Researchers have revealed 40 genes involved in the development of myeloma, increasing our understanding of the complex genetics behind the incurable blood cancer.
The discovery will help drive the development of more personalised treatments for myeloma, which is the second most common blood cancer in the UK.
The team, based at The Institute of Cancer Research, London, and largely funded by the charity Myeloma UK, uncovered new areas of coding, and non-coding DNA, that drive the early progression of myeloma.
The research was published in the journal Leukemia today (Monday), and was also supported by Bloodwise and Cancer Research UK.
Identifying new myeloma therapies
Myeloma arises from the bone marrow and approximately 5,500 people are diagnosed with the cancer every year in the UK.
Increasing our knowledge of the complex pathways driving the development and progression of myeloma is going to be key to identifying new myeloma therapies, and to enable the tailoring of patient treatments.
DNA can either be coding or non-coding. If our DNA is like a recipe book, then the coding DNA is the instructions on how make individual recipes, and the non-coding DNA acts like the scene setting paragraphs and pictures that help us get the interpretation of this recipe right.
The entire genome contains both coding and non-coding DNA and may be sequenced in a process called whole genome sequencing, or WGS. In whole exome sequencing, or WES, only the small percentage (1.2 per cent) of the genome that codes for proteins is sequenced, and the non-coding regions are not.
Research at the ICR is underpinned by generous contributions from our supporters.
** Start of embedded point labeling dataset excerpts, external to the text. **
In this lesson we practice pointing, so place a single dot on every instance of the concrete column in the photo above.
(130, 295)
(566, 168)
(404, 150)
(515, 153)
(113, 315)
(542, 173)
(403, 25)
Find out more about how you can contribute to our mission to make the discoveries to defeat cancer.
Disruptions by coding mutations
The researchers, led by Professor Richard Houlston and Dr Martin Kaiser at The Institute of Cancer Research (ICR), analysed the WES data from 804 people with myeloma alongside the WGS data of 765 myeloma patients.
They found that 16 genes were disrupted in coding regions of DNA, and 15 in non-coding areas.
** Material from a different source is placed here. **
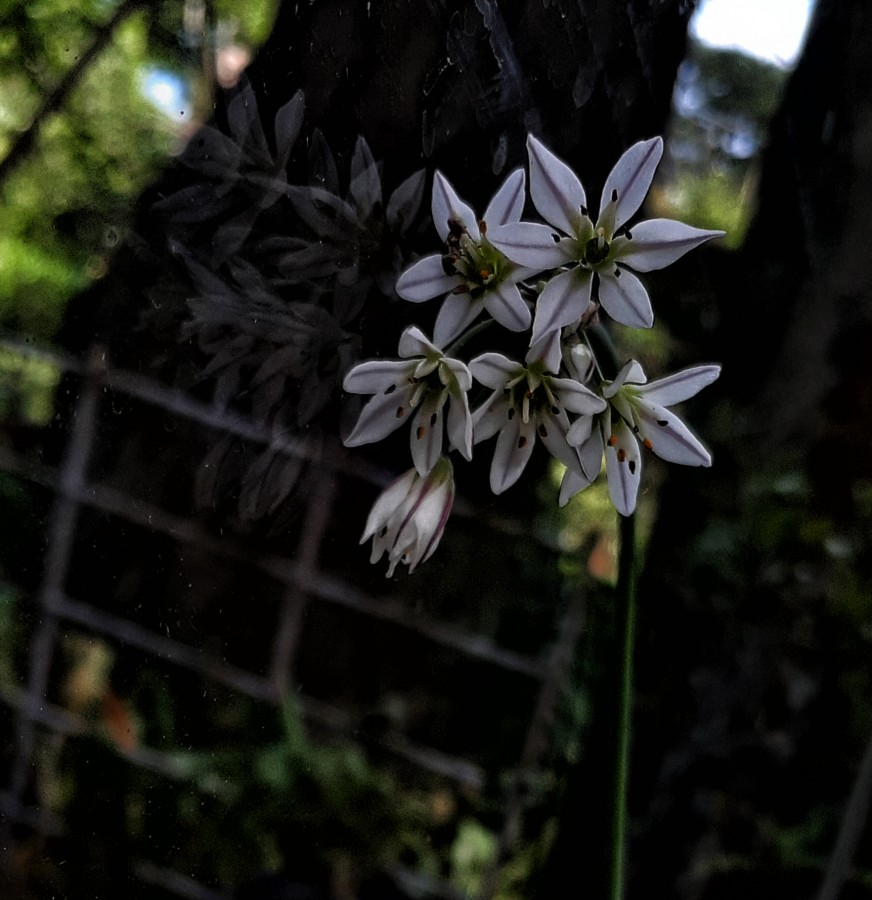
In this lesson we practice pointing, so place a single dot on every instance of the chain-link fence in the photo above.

Tumour suppressors PAX5 and HOXB3 were found to be downregulated by non-coding mutations, consistent with their decreased expression contributing to the development and progression of myeloma, also seen in other B cell cancers.
The ICR researchers have now added TWEAK, TRAF2 and PRKD2 to the list of genes in myeloma that are disrupted by coding mutations, COBLL1 as dysregulated by mutations in non-coding DNA, and MAP3K14 as upregulated by DNA reorganisation.
We need smarter, kinder treatments for myeloma
Professor Richard Houlston, Professor of Molecular and Population Genetics at The Institute of Cancer Research, London, said:
“We need smarter, kinder treatments for myeloma that are more tailored to each person's cancer. Exhaustive genetic research like this is helping us to make that possible. Our findings should now open up new avenues for discovering treatments that target the genes driving myeloma.”
Dr Simon Ridley, Director of Research at Myeloma UK, said:
“This new research is a valuable step forward in our understanding of the complex genetic changes which drive myeloma.
“More research investment is needed to understand fully the genetic and molecular processes behind myeloma and related diseases, and to translate this knowledge towards patient benefit. Myeloma UK does not receive government funding and we depend upon the generosity of our supporters to fund research.”